Gefechte im Hintergrund

Ein derart gewaltiges Bauprojekt weckt Hoffnungen und Begehrlichkeiten. Die großen Baukonzerne werden lange warten müssen, bis noch einmal ein vergleichbar großes Bauprojekt an der norddeutschen Küste ausgeschrieben wird. Entsprechend hart wurde um die Vergabe gekämpft. Die Öffentlichkeit entdeckte bald den Geruch von Intrigen und Korruption in der Nähe der Realisierungsgesellschaft, die sich nach dem Ausschreibungsverfahren für den Baukonzern Hochtief entschieden hatte. Der Vorwurf stand im Raum, dass diese Entscheidung nicht mit den eingereichten Bewerbungsunterlagen der verschiedenen Unternehmen zu begründen sei, dass also sachfremde Erwägungen eine Rolle ge­spielt haben müssten. Die Opposition im Niedersächsischen Landtag hatte einen massiven Anfangsverdacht auf Korruption. Ein Parlamentarischer Untersuchungsausschuss wurde eingesetzt, der zumindest schwerwiegende Mängel im Vergabeverfahren entdeckte. Die Opposition forderte, das Ausschreibungsverfahren zu wiederholen. Dazu kam es nicht.

Letztendlich sorgte das Oberlandesgericht in Celle (siehe HANSA 7/2007) nach Einsprüchen und Klagen für einen Abschluss im Vergabestreit. Das OLG schloss kurzerhand, freilich nach einem von den Parteien nicht akzeptierten Vergleichsvorschlag des Gerichtes, den zunächst von der Realisierungsgesellschaft favorisierten Baukonzern Hochtief vom Vergabeverfahren aus. Auch in der Realisierungsgesellschaft selbst gab es vor und nach dem Gerichtsverfahren das in solchen Fällen übliche »Stühlerücken« mit eigenen Gerichtsverfahren, bis die Realisierungsgesellschaft und ihr Aufsichtsrat dann endlich, nach dem Machtwort der Richter, das Firmenkonsortium um die Papenburger Baufirma Bunte ein- und den ursprünglich favorisierten Baukonzern vor die Tür setzte.

Leider, aus der Sicht des Autors, kam der Sondervorschlag des endgültig eingesetzten Konsortiums mit einer speziellen Variante der Kaimauerverankerung, der noch mit der IMS zusammen entwickelt worden war, nicht zum Zuge.

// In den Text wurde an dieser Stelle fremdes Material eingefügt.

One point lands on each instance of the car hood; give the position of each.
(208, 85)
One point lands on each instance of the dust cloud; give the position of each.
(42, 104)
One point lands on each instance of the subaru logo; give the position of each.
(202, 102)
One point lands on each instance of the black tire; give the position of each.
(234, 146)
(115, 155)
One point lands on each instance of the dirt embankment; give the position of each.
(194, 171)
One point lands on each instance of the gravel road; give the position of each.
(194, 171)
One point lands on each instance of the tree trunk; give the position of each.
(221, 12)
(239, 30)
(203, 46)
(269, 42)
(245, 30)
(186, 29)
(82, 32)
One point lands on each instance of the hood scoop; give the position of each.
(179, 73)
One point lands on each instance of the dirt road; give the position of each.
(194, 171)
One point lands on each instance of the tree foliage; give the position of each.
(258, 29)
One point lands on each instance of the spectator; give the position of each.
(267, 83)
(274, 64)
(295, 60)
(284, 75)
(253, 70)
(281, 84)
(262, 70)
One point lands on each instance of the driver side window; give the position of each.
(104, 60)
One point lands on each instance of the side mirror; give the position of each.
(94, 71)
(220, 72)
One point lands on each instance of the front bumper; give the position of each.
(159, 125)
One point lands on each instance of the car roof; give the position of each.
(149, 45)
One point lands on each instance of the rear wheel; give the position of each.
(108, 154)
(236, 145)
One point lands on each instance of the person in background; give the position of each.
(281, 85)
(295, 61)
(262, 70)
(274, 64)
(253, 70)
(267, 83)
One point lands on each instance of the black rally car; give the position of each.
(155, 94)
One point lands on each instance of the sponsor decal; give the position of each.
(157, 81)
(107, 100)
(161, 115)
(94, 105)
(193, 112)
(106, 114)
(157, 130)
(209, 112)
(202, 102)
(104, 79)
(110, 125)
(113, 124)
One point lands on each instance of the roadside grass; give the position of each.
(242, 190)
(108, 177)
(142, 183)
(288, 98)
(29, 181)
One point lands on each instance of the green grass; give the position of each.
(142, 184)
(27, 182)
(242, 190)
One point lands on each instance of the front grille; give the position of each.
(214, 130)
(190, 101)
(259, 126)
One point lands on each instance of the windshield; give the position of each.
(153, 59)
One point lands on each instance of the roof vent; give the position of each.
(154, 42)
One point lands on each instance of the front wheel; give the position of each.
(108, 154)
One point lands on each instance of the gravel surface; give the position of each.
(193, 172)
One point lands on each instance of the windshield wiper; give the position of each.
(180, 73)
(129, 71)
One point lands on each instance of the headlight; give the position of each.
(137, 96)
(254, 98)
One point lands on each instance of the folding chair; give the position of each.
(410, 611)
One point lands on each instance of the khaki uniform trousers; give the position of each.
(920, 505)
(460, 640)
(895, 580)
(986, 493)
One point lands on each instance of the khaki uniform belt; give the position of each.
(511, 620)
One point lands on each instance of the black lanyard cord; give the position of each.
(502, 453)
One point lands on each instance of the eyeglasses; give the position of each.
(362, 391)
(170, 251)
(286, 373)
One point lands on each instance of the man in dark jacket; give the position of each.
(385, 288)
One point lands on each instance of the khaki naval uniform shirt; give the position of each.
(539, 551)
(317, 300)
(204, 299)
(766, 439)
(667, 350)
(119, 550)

Schade, es wäre vermutlich viel Geld gespart und der Kaimauerbau in Deutschland um eine interessante Variante bereichert worden. Nicht ganz abwegig ist wohl auch die Spekulation, dass mit einer anderen Verankerung und damit auch dem Einsatz anderer Bohlen die später aufgetretenen Schlosssprengungen in der Spundwand vermieden worden wären, aber das war und ist schwerlich vorhersehbar bzw. heute nachweisbar.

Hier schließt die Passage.